Le indagini hanno avuto inizio grazie alla famiglia di una delle bimbe che ha denunciato al comandante della stazione dei carabinieri quanto raccontato a casa dalla piccola. Da questo sono partiti i primi approfondimenti da parte della madre che avrebbero fatto emergere un quadro di abusi che coinvolgeva anche altre bambine, con un comportamento dell'uomo che il pm ha definito ''seriale''.
I carabinieri hanno quindi posizionato delle telecamere all'interno dei bagni della scuola grazie alle quali è stato possibile verificare che il racconto era vero. L'uomo ha reiterato i suoi atti, intrattenendo intanto le bimbe con delle favole o con dei canti. Il bidello agiva in maniera subdola e repentina, tale da renderlo difficilmente respingibile da parte delle piccole e da non ingenerare alcuna consapevolezza tra le vittime.
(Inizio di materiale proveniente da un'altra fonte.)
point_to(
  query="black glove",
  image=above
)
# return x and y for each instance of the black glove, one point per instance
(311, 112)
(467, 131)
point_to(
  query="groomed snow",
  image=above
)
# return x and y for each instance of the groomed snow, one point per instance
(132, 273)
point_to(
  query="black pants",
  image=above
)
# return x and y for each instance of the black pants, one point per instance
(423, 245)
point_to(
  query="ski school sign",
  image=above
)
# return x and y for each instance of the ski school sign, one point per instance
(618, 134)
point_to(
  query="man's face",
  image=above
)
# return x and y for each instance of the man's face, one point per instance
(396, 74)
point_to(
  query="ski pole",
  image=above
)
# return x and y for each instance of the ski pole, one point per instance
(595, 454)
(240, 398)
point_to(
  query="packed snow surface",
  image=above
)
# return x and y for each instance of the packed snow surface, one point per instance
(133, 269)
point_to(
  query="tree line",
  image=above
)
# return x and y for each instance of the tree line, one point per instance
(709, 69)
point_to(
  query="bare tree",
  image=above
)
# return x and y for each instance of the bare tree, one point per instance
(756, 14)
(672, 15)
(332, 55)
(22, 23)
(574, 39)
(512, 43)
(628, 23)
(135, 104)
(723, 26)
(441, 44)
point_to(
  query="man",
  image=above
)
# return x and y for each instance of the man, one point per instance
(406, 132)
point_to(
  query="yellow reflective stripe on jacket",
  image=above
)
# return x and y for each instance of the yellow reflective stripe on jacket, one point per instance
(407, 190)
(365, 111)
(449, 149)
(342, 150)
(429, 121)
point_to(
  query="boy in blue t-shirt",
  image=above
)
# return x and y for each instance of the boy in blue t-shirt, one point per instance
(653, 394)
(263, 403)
Fece prostituire figli: condannata
Foggia, 11 anni alla madre. Ragazzini ceduti per riti esoterici

(ANSA) - FOGGIA, 3 MAG - E' stata condannata a 11 anni di reclusione una quarantenne, accusata di aver costretto i figli adolescenti a prostituirsi. I due ragazzi di 11 e 15 anni erano stati ceduti ad alcuni clienti per orge durante riti esoterici.La donna costrinse anche la nipote minorenne a prostituirsi. La sentenza e' stata emessa dai giudici della seconda sezione penale del tribunale di Foggia. Sette le persone coinvolte, accusate di violenza sessuale di gruppo e sfruttamento della prostituzione.


Pedopornografia: indagato sacerdote
Scaricava foto porno con minori dal pc della parrocchia

(ANSA) - ROMA, 3 MAG - Utilizzava il computer della parrocchia per collegarsi a Internet e scaricare da un forum foto porno che ritraevano minori. Per questo un giovane sacerdote polacco e' stato indagato dal pm Pollidorio della Procura di Roma, che gli contesta il reato di pedopornografia.
Il prete si sarebbe collegato nel 2006 quattro volte dal pc della parrocchia. A scoprirlo, gli agenti della polizia postale di Torino nel corso di una vasta operazione contro la pedofilia sul web.